According to Harnden, on every issue, from homelessness to crime, it all comes back to community.
“The surprising thing,” she said, “is that for a city of 55,000 people it has a small-town feel. You see that in the service at restaurants and stores. Everyone seems to know everyone here.”
It added to the attraction, she said, because community — and the relationships within it — can make even the most difficult situations easier. When investigating a homicide in Washington, Harnden said it was her department’s relationship with the Hispanic community that helped solve the crime and lead to an arrest.
“You have to have those relationships,” she said. “You can’t build a relationship in a crisis.”
And Harnden is already making the rounds here to make sure her foundation is in place. She’s had coffee with the fire chief and met the city councilors. She believes ties to the school district's administration are vital, and she's made it clear to her team that everyone in the community — regardless of gender, sexual orientation, country of origin or race — is to be treated with respect.
“The key is to know people,” she said. “I’ve long held that we say, ‘Come to the police department and talk.’ That doesn’t always happen. We have to go to where people feel safe. We have to do a much better job of offsetting some of the incidents that have happened in this country that have raised a distrust of the police.”
Some of those efforts may look like adding more school resource officers or holding more coffee-with-a-cop events, but Harnden said she isn’t naive about what she’s stepping into, either.
“I hear there’s a little problem with the budget,” she said, making good on the promise offered by a plaque in her office: “National Sarcasm Society.”
The Albany City Council adopted a balanced budget in June, but it included cuts to every city department, including freezing a half-dozen positions within the police department over the next two years.
“I have no control over the larger budget picture,” Harnden said. “I’m allocated X amount of money, but I can be a good steward of what we do have.”
Between the move, the daily commute from Pacific City, homelessness, a murder investigation, team-building and the dozens of other things piling onto her brand-new desk, Harnden hasn’t thought much about her new title — and what it means in a historical context.
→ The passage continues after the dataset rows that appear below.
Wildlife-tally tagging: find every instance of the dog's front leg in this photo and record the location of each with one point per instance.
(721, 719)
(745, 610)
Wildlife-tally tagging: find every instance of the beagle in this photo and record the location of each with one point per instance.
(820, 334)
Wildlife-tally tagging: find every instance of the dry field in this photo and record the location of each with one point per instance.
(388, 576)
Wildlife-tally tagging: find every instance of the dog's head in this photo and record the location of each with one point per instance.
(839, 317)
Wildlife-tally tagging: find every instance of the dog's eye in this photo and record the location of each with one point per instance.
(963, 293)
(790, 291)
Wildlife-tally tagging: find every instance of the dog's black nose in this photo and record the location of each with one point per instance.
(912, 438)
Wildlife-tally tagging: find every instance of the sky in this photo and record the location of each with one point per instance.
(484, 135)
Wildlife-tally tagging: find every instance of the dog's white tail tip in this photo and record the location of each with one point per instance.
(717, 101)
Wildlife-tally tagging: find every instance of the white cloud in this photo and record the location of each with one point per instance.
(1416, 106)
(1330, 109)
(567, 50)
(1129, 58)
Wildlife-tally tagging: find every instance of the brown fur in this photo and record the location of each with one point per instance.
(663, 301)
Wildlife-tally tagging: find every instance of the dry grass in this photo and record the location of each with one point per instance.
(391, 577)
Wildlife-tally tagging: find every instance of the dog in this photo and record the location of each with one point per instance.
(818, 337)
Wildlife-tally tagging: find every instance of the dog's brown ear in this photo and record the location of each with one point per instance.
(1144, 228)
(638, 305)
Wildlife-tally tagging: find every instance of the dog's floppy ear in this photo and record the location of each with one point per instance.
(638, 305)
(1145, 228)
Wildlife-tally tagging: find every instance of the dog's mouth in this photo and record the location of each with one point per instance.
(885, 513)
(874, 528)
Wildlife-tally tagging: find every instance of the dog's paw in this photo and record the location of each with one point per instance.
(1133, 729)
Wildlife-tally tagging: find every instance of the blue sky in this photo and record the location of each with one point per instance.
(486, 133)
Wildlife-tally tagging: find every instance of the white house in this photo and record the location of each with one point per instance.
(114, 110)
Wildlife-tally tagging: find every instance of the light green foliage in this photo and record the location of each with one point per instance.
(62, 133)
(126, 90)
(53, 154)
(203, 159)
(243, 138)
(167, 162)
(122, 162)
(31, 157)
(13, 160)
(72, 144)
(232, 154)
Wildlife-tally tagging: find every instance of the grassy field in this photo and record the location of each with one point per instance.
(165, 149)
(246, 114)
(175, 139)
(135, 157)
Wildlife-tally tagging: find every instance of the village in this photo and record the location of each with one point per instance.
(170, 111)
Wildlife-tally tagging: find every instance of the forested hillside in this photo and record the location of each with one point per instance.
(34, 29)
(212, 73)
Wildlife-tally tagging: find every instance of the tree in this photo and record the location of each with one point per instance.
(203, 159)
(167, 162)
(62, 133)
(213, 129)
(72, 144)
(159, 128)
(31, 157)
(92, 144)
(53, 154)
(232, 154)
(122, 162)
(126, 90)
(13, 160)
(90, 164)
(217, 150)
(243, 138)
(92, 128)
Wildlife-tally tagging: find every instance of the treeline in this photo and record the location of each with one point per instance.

Mostly because she’s used to it. Women officers may make up only a small percentage of departments around the country, but in Washington, she’s worked with other female police chiefs and thinks the profession should do more to attract women to its ranks.
“I’ve always prided myself that gender doesn’t matter. I do my job as well as anyone else,” she said. “But in reality, it does matter. We need to work on the number of women in departments.”
About 30 minutes after landing in her office, she’ll head out again to talk with more people, to meet with a real estate agent and make her Albany move official. It will mean leaving behind some of the crowd that gathered Jan. 31 in the council chambers to wish her well.
“I’m pretty even-keeled,” she said. “I don’t get emotional, but to have that support, I almost lost it,” she said. “People come first for me, and some of that love, I think, was coming back to me that day. This is like going from one family to another.”